Can two objects have identical cosine and Tanimoto coefficient distance measure, where
Tanimoto distance measure, d(x,y) = x.y / (|x|*|x|) + (|y|*|y|)- x*y
and
cosine measure, d(x,y) = x.y /(|x|* |x|) * (|y| *|y|)
Can two objects have identical cosine and Tanimoto coefficient distance measure, where
Tanimoto distance measure, d(x,y) = x.y / (|x|*|x|) + (|y|*|y|)- x*y
and
cosine measure, d(x,y) = x.y /(|x|* |x|) * (|y| *|y|)
The Tanimoto similarity coefficient (which is not a true distance measure) is defined by
d(x,y) = x.y / ((|x|*|x|) + (|y|*|y|)- x.y)
for bit vectors x and y.
Now compare that with the cosine similarity coefficent,
d(x,y) = x.y / (|x| * |y|)
The denominators differ by a x.y
term. The Tanimoto and cosine similarity coefficients would be the same if x.y
is zero.
Geometrically, x.y
is zero if and only if x
and y
are perpendicular.
Since x
and y
are bit vectors (i.e. whose values in each dimension can only be 0 or 1), x.y
equalling zero means
x1*y1 + x2*y2 + ... + xn*yn = 0
If xi*yi = 1*1 = 1, then the whole sum would be positive. For the whole sum to be zero, no term xi*yi can equal 1. They must all equal 0:
So
x1*y1 = 0
x2*y2 = 0
...
xn*yn = 0
In other words, if xi is 1, then yi must be 0, and vice versa.
So there are tons of examples where the Tanimoto similarity is equal to the cosine similarity:
x = (0,1,0,1)
y = (1,0,0,0)
for instance.
Even though the general form of Tanimoto distance was presented, you must always remember that, computationally, there is a binary form and continuous form.
The binary form is:
d(x,y) = n(X ∩ Y) / [ n(X) + n(Y) - n(X ∩ Y) ]

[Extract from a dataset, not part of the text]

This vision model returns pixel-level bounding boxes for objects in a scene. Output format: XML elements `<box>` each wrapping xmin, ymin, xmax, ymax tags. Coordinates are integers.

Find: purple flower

while the continuous form is:
d(x,y) = X.Y / (||X|| + ||Y|| - X.Y )
The difference is clear. If a coder is working for you, you must instruct them that n(X ∩ Y), n(X), n(Y) only involving counting the number of ones in the vectors. Whereas for ||X|| and ||Y|| you must state that the square root of (X1^2 + X2^2 + ... Xp^2) is required since ||X|| is the length of the vector X from the origin (also called the norm). Taking square roots for the binary form is unnecessary and would be computationally expensive (wasteful) for big data mining, since irrational math functions are expensive. However, for the continuous variant, you must use the square root.
In summary, always remember that for Tanimoto distance, there are two types: binary and continuous.